Any ideas? Would very appreciate any assistance!
 
FYI: Replica/min 2/1 is not ideal and we highly recommend to not use that mode if your data is important to you.
2/2 is at least safe (avoids split brain), 3/2 is more ideal.

Any ideas? Would very appreciate any assistance!

Ceph mirroring requires RBD image journaling, which uses some space on it's own. Seems a bit much, to be honest, but could explain it.

You did not enable two way mirroring, or?
 
FYI: Replica/min 2/1 is not ideal and we highly recommend to not use that mode if your data is important to you.
2/2 is at least safe (avoids split brain), 3/2 is more ideal.

Ceph mirroring requires RBD image journaling, which uses some space on it's own. Seems a bit much, to be honest, but could explain it.

You did not enable two way mirroring, or?

I had to down Replica/min to 2/1 from 3/2 to get some "extra space". Any ideas why journaling data are not wiped after pulling from backup node?
If I was not mistaken I did one-way mirror. How could I check that?

Thanks
 
Tomas, could you please check/confirm that with one way mirroring next command:
Code:
rbd mirror pool status rbd  --verbose

gives normal output running on backup node:
Code:
root@pve-backup:~# rbd mirror pool status rbd
health: OK
images: 18 total
    18 replaying

and warning running on main cluster:
Code:
health: WARNING
images: 18 total
    18 unknown

Or something is miss configured here?
 
Ceph mirroring requires RBD image journaling, which uses some space on it's own. Seems a bit much, to be honest, but could explain it.

You did not enable two way mirroring, or?

Do I understand you correctly that two way mirroring requres installing rdb-mirror deamon on both sides? (muster and backup cluster)

However in PVE WIki is clearly written:

  • rbd-mirror installed on the backup cluster ONLY (apt install rbd-mirror).

With PVE 6.4 I still get

health: WARNING
images: 18 total
18 unknown

On master CEPH cluster
 
@Whatever ... hi, i ran into the same problem.
the usage grows up to 5tb in 10 days after enabling the journaling flag.

did you solve the problem?

kind regards,
ronny
 
unbelievable that there is less information about this
which version of proxmox and ceph are you using?
 
Hi i've had the same issue and i'm facing 2 different kind of issues:
A) some images have journal_data files which keep increase in number till i don't disable the journal feature, then it slowly starts to "release" the journal_data objects and my ceph space starts to come back to normal (i.e. consistently decrease in size)

B) some images have journal_data files stuck, for example, a couple of VMs have 2560 and 150k journal_data objects stuck, and the number doesn't change during the day, despite on the DR site the "rbd mirror image status" tells me that "entries_behind_primary" are 0

My ceph version is 15.2.14

Do some1 has any update on the reason why journal_data objects aren't released after successful rbd mirror?
I've tried looking for some documentation on this argument but i can't really find anything that helps me understand why the mirroring can't keep up with the journal (case A) or if it's normal to have journal_data entries despite my mirror is up-to-date.
 
we actually also switched to snapshot mode and try our luck
we will try in the future journal based again
 
now, we put new ssd in the server and upgraded to pve 7.2.
on week later, our vms got high i/o waiting values.
You could also try to enable krbd for the storage.
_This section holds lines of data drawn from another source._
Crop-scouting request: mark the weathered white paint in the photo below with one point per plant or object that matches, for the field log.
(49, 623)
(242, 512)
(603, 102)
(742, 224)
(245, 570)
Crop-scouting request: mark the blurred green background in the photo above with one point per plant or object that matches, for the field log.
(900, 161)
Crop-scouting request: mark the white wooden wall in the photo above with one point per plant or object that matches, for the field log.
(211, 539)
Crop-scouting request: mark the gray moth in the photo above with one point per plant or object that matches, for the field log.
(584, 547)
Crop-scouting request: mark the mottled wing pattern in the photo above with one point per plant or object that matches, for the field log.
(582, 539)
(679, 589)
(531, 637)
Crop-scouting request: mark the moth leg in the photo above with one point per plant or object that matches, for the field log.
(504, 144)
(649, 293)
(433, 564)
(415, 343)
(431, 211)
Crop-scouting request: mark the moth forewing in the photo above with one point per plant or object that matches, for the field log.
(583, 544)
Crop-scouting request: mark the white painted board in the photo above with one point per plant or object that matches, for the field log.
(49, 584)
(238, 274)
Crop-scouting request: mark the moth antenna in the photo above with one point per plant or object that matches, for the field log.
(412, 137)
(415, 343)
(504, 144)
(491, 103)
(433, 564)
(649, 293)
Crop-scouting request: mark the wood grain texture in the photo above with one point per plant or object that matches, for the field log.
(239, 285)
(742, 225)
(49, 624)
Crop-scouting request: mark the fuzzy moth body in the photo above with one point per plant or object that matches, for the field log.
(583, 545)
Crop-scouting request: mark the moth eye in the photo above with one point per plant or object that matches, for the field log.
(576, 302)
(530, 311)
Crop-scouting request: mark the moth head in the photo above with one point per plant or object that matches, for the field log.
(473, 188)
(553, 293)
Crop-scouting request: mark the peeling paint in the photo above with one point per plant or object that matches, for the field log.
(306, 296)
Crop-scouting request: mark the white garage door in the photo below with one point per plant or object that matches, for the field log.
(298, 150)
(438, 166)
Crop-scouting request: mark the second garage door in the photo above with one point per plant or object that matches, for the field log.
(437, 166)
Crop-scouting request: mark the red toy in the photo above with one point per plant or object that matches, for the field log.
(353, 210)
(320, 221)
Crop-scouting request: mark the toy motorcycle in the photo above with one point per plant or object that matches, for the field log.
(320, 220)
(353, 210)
With it enabled, VMs will be started using the kernel rbd implementation and not the Qemu one.
 
You could also try to enable krbd for the storage. With it enabled, VMs will be started using the kernel rbd implementation and not the Qemu one.
thanks for that, we will do this. i think we hit something ... see attachment
its i/o wait of one our linux vms, an 26.4. we updated and on 2.5. the problems started

any idea, why the space is growing with journal mode?
 

Attachments

  • io_snaphot_based.png
    io_snaphot_based.png
    31.2 KB · Views: 4
Last edited:
we got snapshot based running about 50 days without problems.
now, we put new ssd in the server and upgraded to pve 7.2.
on week later, our vms got high i/o waiting values.
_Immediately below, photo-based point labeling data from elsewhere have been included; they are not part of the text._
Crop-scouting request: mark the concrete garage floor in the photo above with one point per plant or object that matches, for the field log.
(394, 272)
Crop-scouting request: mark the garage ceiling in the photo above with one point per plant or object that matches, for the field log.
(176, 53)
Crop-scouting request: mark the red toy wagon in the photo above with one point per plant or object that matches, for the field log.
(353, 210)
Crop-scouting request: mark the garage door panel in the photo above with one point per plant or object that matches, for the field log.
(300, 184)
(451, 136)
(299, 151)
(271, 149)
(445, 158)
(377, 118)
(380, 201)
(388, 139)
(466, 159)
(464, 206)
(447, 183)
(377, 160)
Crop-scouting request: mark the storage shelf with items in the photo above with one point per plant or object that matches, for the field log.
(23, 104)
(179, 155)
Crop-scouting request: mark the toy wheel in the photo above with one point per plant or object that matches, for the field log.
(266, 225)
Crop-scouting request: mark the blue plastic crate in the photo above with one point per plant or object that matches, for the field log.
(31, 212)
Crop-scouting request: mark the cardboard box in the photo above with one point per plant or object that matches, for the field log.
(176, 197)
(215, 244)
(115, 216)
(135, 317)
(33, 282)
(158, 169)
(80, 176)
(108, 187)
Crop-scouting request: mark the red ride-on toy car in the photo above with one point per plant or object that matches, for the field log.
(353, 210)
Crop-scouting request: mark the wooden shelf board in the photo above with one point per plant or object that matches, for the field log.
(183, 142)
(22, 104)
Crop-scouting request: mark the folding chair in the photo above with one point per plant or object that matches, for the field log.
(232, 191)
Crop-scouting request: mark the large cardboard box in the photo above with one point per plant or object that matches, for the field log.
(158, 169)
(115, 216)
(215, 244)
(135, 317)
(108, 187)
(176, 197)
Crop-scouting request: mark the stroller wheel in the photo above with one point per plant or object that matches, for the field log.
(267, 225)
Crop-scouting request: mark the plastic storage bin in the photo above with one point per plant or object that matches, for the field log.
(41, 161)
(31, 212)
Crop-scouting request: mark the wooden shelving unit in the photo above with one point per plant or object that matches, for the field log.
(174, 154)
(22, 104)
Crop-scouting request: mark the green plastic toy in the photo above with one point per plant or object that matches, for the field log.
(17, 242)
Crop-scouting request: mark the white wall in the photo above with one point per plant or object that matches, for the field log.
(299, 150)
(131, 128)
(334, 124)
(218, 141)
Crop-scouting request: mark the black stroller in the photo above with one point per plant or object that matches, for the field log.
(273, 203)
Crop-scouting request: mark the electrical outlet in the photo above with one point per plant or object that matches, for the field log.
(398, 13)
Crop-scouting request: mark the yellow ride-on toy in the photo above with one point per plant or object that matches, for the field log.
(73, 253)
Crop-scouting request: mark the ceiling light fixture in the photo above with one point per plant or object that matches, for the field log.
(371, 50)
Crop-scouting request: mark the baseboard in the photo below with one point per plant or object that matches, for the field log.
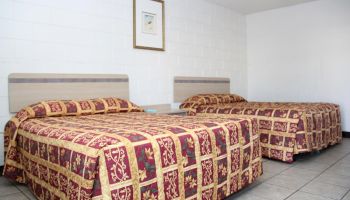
(346, 134)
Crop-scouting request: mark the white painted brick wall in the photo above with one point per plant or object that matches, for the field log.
(95, 36)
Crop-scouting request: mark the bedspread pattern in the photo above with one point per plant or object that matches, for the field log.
(131, 155)
(285, 129)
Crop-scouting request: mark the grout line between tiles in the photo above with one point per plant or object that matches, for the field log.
(250, 188)
(345, 194)
(317, 177)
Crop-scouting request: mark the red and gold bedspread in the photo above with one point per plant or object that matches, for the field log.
(286, 129)
(129, 155)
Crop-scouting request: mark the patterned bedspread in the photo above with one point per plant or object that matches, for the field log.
(286, 129)
(132, 155)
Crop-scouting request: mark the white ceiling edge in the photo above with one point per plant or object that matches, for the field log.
(253, 6)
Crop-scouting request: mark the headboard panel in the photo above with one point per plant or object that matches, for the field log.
(185, 87)
(26, 89)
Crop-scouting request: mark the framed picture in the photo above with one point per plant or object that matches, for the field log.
(149, 25)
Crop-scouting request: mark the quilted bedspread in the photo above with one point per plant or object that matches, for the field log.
(286, 129)
(134, 155)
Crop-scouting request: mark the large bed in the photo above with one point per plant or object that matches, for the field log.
(107, 148)
(285, 129)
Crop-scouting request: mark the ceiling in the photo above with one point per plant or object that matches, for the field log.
(252, 6)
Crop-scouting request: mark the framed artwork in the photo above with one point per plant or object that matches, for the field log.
(149, 25)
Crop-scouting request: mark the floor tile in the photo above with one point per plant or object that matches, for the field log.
(301, 173)
(306, 196)
(325, 190)
(334, 179)
(312, 165)
(266, 175)
(275, 166)
(272, 192)
(289, 182)
(245, 196)
(340, 169)
(347, 196)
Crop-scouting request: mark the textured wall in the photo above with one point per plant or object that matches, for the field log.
(301, 53)
(95, 36)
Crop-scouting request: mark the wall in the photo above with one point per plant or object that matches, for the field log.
(95, 36)
(301, 53)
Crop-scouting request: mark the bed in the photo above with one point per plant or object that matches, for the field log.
(107, 148)
(285, 129)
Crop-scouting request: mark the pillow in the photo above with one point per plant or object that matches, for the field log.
(192, 103)
(66, 108)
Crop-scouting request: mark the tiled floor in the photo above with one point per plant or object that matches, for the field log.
(317, 176)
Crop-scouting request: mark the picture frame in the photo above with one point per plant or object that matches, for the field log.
(148, 25)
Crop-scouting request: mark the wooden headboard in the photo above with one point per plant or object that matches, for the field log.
(26, 89)
(185, 87)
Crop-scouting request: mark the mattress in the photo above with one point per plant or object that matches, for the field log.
(132, 155)
(285, 129)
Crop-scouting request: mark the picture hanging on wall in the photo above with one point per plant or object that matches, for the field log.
(149, 25)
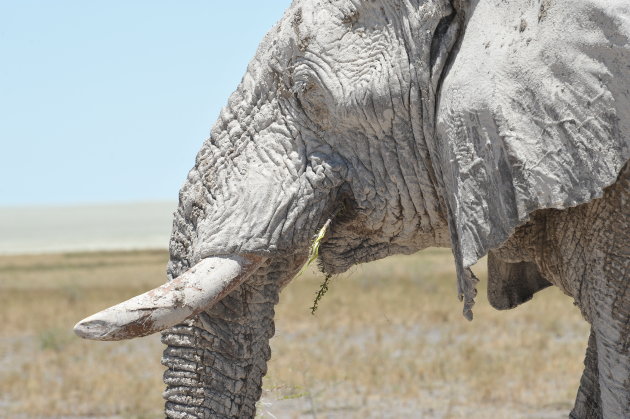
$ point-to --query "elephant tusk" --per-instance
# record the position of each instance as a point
(195, 290)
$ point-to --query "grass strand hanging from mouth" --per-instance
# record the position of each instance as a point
(312, 256)
(313, 253)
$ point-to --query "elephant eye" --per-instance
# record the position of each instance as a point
(302, 83)
(350, 17)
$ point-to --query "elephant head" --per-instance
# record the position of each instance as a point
(399, 125)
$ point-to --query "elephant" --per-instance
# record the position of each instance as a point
(491, 127)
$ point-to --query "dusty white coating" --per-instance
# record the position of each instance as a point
(534, 113)
(411, 124)
(195, 290)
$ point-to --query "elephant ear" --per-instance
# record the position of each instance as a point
(533, 112)
(512, 284)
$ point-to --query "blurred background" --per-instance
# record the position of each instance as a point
(103, 106)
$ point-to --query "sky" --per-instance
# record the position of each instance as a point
(110, 101)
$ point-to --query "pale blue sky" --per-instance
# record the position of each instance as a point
(109, 101)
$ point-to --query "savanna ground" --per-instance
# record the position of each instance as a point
(388, 340)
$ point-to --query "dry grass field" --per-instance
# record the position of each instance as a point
(388, 340)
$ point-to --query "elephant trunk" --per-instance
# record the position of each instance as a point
(217, 360)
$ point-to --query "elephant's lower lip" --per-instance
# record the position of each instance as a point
(195, 290)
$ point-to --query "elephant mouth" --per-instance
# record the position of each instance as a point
(197, 289)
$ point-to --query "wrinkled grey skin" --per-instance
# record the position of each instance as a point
(491, 127)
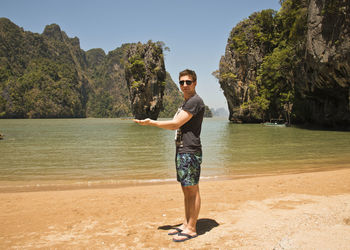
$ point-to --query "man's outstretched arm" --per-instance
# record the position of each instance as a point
(173, 124)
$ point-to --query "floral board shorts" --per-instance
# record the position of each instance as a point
(188, 168)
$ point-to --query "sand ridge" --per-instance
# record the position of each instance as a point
(296, 211)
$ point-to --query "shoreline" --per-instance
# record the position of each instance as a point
(64, 185)
(289, 211)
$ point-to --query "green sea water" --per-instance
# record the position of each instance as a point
(112, 151)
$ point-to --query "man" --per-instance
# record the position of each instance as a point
(188, 123)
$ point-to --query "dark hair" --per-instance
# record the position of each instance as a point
(188, 72)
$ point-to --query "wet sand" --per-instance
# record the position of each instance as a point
(294, 211)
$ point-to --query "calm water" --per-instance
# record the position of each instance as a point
(115, 150)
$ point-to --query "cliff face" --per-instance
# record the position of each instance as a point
(40, 75)
(292, 64)
(325, 91)
(49, 75)
(239, 67)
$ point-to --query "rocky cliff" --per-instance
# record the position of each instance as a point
(325, 91)
(145, 75)
(49, 75)
(293, 63)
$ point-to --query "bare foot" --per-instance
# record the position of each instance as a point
(176, 230)
(184, 235)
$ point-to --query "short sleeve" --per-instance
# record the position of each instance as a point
(192, 106)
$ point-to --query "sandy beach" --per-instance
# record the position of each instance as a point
(294, 211)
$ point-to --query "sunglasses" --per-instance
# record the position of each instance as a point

we did'nt find anything and had to disable the snapshots.

maybe we hit the bug in:
pve-qemu-kvm=6.2.0-7
https://forum.proxmox.com/threads/p...reeze-if-backing-up-large-disks.109272/page-4


we will test again next week

Did you follow PVE Wiki or another tutorial?
From my perspective PVE wiki is not 100% suitable for current CEPH version in order to setup one way mirroring.
Tried several times and always got errors described in this post
https://forum.proxmox.com/threads/ceph-rbd-mirroring-snapshot-based-not-working.91431/#post-418988
 
Did you follow PVE Wiki or another tutorial?
From my perspective PVE wiki is not 100% suitable for current CEPH version in order to setup one way mirroring.
Tried several times and always got errors described in this post
https://forum.proxmox.com/threads/ceph-rbd-mirroring-snapshot-based-not-working.91431/#post-418988
i think, more or less, i followed that
i had some trouble to understand the master and backup names. these where used later in the setup
"handle_notify: our own notification, ignoring" sounds strange

here are my notes during the setup ... not clear and a little chaotic ;)

While each cluster sees itself as ceph the backup cluster sees the master cluster as master. This is set by the name of the config and keyring file.

- enable mirroring for pool
# master cluster
rbd mirror pool enable vm-ceph pool|image
(snapshot mirroring geht nur mit mode image)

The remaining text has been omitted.